G.R. No. L-6908        December 22, 1954

GREGORIO RODILLAS, plaintiff-appellant,
vs.
FARMACIA CENTRAL, INC., defendant-appellee.

Nicetas A. Suanes for appellant.
Tañada and Teehankee for appellee.


LABRADOR, J.:

This is an appeal from a judgment of the Court of First Instance of Manila, dismissing an action for overtime pay for failure on plaintiff's part to prosecute the case. The appeal was brought directly to this court. It is claimed that that the dismissal deprived the plaintiff-appellant of his day in court, and constituted a grave abuse of discretion. The facts are of records and the questions raised exclusively of law.

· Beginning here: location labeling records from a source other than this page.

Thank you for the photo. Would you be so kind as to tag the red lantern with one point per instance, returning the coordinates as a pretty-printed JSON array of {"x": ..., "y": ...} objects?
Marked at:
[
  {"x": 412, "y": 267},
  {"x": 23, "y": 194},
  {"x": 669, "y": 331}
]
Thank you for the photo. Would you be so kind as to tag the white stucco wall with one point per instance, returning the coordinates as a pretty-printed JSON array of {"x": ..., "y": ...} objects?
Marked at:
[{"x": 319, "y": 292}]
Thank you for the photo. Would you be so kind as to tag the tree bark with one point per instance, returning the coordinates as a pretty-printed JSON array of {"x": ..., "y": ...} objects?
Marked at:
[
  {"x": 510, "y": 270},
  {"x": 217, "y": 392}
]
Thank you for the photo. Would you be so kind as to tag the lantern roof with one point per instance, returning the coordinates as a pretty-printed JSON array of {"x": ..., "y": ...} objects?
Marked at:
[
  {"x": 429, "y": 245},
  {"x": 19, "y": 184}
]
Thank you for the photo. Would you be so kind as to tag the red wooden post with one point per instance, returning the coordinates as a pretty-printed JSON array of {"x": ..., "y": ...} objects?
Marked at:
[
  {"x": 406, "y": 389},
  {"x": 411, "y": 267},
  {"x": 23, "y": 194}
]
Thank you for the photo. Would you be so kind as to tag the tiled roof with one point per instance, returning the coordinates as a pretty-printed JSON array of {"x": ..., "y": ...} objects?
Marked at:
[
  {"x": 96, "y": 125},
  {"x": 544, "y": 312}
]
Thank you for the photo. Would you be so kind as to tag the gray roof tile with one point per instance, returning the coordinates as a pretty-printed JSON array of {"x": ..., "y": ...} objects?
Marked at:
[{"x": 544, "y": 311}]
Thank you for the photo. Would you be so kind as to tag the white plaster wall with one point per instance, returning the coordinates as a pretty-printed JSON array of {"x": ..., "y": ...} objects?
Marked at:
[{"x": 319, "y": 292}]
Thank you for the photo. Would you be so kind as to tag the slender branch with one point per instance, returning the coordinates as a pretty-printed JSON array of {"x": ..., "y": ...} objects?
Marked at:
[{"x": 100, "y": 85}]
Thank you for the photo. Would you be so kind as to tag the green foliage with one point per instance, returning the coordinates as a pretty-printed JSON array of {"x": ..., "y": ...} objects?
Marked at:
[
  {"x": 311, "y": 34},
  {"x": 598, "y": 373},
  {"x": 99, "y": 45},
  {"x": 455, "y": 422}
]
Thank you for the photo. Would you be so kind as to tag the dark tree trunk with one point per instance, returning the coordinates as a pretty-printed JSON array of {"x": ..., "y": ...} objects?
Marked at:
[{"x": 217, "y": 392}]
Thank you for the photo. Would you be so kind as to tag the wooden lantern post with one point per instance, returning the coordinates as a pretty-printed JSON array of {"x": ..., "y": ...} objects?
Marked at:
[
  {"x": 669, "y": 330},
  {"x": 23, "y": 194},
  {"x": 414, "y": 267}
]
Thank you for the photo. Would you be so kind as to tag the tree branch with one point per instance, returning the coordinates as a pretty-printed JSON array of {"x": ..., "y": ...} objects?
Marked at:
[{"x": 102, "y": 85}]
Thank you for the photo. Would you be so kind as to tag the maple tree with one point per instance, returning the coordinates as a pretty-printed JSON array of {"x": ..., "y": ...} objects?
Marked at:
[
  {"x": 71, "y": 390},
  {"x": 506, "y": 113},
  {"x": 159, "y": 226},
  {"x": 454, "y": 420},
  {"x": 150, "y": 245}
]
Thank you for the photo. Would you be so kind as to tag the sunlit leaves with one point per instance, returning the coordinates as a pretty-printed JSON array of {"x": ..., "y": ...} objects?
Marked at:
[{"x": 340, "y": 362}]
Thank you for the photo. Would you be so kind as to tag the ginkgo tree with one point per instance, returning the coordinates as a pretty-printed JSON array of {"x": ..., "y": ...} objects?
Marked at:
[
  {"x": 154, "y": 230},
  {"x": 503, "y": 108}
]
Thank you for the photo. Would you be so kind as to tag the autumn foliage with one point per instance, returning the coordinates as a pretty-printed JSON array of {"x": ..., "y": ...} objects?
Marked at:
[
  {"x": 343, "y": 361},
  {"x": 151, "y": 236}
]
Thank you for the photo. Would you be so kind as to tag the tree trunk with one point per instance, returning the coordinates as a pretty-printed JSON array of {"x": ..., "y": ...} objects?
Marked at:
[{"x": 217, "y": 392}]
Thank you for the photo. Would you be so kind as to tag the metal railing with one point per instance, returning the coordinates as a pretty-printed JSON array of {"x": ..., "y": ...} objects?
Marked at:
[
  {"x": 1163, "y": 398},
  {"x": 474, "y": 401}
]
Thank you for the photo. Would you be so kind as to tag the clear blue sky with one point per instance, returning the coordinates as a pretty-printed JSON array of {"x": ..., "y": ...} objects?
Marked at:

The action is for the recovery of overtime pay, with attorney's fees as damages. The complaint alleges that plaintiff had rendered three hours of overtime as driver, for which he claims corresponding overtime pay. The defendant-appellant denied claim and demands damages in a counterclaim. Issues having been joined, attorney for plaintiff filed on May 6, 1953 an ex-parte motion to set the case for immediate hearing. Pursuant to this motion, the court set if for hearing. Pursuant to this motion, the court set it for hearing on May 19, 1953 at 1:00 o'clock p.m. When the case was called for hearing in accordance with this assignment, plaintiff appeared, but without the presence of his counsel. On that day, at about 11:00 o'clock in the morning, the court had received a telegram which reads as follows: "Please postpone Rodillas versus Farmacia late June busy continuation criminal trial Batangas. Atty. Suanes." As counsel for defendant objected to the postponement prayed for in the telegram, and as plaintiff stated that he could not proceed with the trial, the court dismissed the case. Against this order, a motion for reconsideration was submitted, but the same was denied by the trial court.lawphil.net

In this court, counsel for the plaintiff-appellee argues that since he had asked for the inclusion of the case in the trial court's calendar at its earliest convenience, as early as January, 1953, and that the case was barely seven months old, plaintiff cannot be said to have failed to prosecute his case "for an unreasonable length of time."

We have held that failure of a plaintiff's attorney to be present at the trial constitutes a failure to prosecute, if the party is unwilling to proceed with the scheduled trial (Del Prado vs. Gonzales, et al., * G.R. No. L-3933). In any case, counsel for plaintiff-appellant should have presented his motion for postponement at least three days in advance, in accordance with sections 2,3 and 4, Rule 26 of the Rules of Court. The petition for postponement came on the very day of the trial and is without notice to the adverse party. As plaintiff-appellant failed to comply with the rules, it can not be said that the trial court abused its discretion in denying the motion, or that plaintiff-appellant has been deprived of any right without due process of law.

The order appealed from is hereby affirmed, with costs against the plaintiff-appellant.

Paras, C.J., Pablo, Bengzon, Montemayor, Jugo, Bautista Angelo, Concepcion, and Reyes, J. B. L., JJ., concur.